Is $T(x,y) = (0,xy)$ linear transformation?
I tried first rule: $T(x+y)=T(x)+T(y)$
$(x_1,y_1),(x_2,y_2)$ from $\Bbb R^2$
$$\begin{align}
T((x_1,y_1)+(x_2,y_2)) ={}& T(x_1+x_2,y_1+y_2)\\
={}& (0, (x_1+x_2)(y_1+y_2)) \\
={}& (0, x_1y_1+x_1y_2+x_2y_1+x_2y_2) \\
={}&(0,x_1y_1) + (0, x_1y_2+x_2y_1+x_2y_2) \\
= {}&T(x_1,y_1) + (0, x_1y_2+x_2y_1+x_2y_2)
\end{align}$$so the first rule doesn't work and it's not linear transformation.
So, I did not check $T(ax)=aT(x)$.
Is it wrong?
Best Answer
Once you have found one requirement that fails, you are done. You do not need to check every requirement. A single failed requirement is enough (although $T(ax)=aT(x)$ might have been faster to check).
Also note that you don't need to do it in any kind of generality. You have used $(x_1,y_1)$ and $(x_2,y_2)$ here, but you could just as well have used $(1,0)$ and $(0,1)$. If a requirement that should hold for all vector pairs fails for even a single vector pair, it has still failed.

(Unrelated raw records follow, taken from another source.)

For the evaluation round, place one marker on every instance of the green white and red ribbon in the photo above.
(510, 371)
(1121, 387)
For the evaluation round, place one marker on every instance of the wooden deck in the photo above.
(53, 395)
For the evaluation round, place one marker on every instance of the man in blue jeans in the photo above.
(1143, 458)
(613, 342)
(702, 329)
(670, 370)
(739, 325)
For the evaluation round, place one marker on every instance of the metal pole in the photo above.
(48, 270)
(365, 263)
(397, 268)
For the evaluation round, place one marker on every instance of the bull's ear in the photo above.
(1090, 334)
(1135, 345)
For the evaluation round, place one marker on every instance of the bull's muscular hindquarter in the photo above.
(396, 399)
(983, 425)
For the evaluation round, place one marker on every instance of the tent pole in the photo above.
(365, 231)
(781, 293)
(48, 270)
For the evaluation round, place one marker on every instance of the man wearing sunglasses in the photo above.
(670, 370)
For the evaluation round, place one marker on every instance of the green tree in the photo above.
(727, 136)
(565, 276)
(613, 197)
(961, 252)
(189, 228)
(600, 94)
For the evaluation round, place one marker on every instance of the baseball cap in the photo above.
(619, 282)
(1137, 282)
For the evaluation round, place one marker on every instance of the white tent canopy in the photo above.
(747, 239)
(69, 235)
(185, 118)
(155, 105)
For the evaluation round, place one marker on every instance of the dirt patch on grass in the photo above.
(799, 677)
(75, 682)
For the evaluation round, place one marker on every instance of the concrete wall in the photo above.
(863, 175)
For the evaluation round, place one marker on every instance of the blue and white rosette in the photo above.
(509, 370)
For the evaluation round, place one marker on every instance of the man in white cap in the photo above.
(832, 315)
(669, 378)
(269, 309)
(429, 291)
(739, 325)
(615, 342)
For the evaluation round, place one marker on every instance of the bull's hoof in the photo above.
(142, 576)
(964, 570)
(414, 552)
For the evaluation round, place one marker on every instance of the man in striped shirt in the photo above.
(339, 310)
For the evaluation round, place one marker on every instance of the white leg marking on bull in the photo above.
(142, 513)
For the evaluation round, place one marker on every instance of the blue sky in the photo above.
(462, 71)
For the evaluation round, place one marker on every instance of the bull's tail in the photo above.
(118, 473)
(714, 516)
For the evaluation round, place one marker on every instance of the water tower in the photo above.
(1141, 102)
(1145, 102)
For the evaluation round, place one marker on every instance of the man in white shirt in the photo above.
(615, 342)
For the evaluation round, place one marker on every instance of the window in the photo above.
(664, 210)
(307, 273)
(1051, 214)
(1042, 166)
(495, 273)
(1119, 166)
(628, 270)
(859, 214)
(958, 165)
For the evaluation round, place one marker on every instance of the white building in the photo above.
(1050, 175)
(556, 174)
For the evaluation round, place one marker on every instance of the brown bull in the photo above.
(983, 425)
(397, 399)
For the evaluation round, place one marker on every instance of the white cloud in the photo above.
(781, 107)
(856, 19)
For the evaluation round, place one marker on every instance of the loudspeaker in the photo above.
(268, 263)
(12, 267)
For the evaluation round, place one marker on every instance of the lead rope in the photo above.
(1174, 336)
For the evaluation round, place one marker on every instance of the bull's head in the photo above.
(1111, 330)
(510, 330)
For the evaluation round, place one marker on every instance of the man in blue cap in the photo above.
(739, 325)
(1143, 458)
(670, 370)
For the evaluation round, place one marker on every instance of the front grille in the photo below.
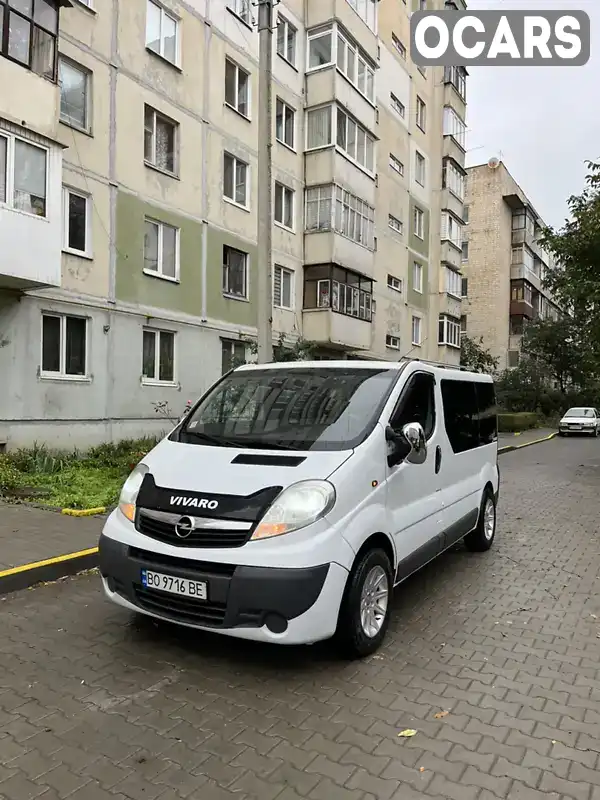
(180, 609)
(213, 533)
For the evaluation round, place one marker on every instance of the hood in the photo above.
(201, 468)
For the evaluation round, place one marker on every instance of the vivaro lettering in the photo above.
(194, 502)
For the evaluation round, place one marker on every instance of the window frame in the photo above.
(236, 163)
(239, 70)
(62, 375)
(158, 115)
(164, 12)
(292, 278)
(9, 202)
(89, 206)
(285, 107)
(156, 381)
(227, 293)
(88, 110)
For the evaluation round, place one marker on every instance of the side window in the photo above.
(460, 414)
(488, 420)
(416, 404)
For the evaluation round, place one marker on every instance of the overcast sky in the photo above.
(544, 122)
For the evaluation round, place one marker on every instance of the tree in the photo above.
(475, 357)
(574, 279)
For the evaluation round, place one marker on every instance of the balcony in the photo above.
(30, 210)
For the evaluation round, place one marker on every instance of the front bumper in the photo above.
(264, 603)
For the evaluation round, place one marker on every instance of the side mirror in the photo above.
(415, 436)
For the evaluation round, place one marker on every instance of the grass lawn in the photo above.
(70, 480)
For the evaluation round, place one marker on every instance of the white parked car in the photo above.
(580, 420)
(292, 499)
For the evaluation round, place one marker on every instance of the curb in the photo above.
(51, 569)
(511, 447)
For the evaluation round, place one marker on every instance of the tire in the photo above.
(482, 537)
(352, 636)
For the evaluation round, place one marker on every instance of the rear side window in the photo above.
(469, 414)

In fact, doing it generally leads you into a trap. You have shown that $$ T((x_1,y_1)+(x_2,y_2)) = T(x_1,y_1) + (0, x_1y_2+x_2y_1+x_2y_2)\\ =T(x_1,y_1)+T(x_2,y_2)+(0,x_1y_2+x_2y_1) $$ (note that I took the liberty of finishing the calculations you had; that last line is what we are really after, as it has $T(x_1,y_1)+T(x_2,y_2)$ in it). However, we are not done.
It is theoretically possible that that extraneous term $(0,x_1y_2+x_2y_1)$ that shouldn't be there is actually always $0$. In this case it turns out not to be, obviously, but there are plenty of obscure ways to write $0$. Suddenly you will find yourself with a transformation that truly is linear, but where you get a monstrous extra term that turns out to always be $0$. Or similarly for any other property you would want to check in the future.
At any rate, you must check that this extra term not only looks like it could be non-zero, but actually is non-zero, at least occasionally. Checking this by using concrete numbers to start with is the easiest in my opinion, although you may have bad luck when picking your numbers.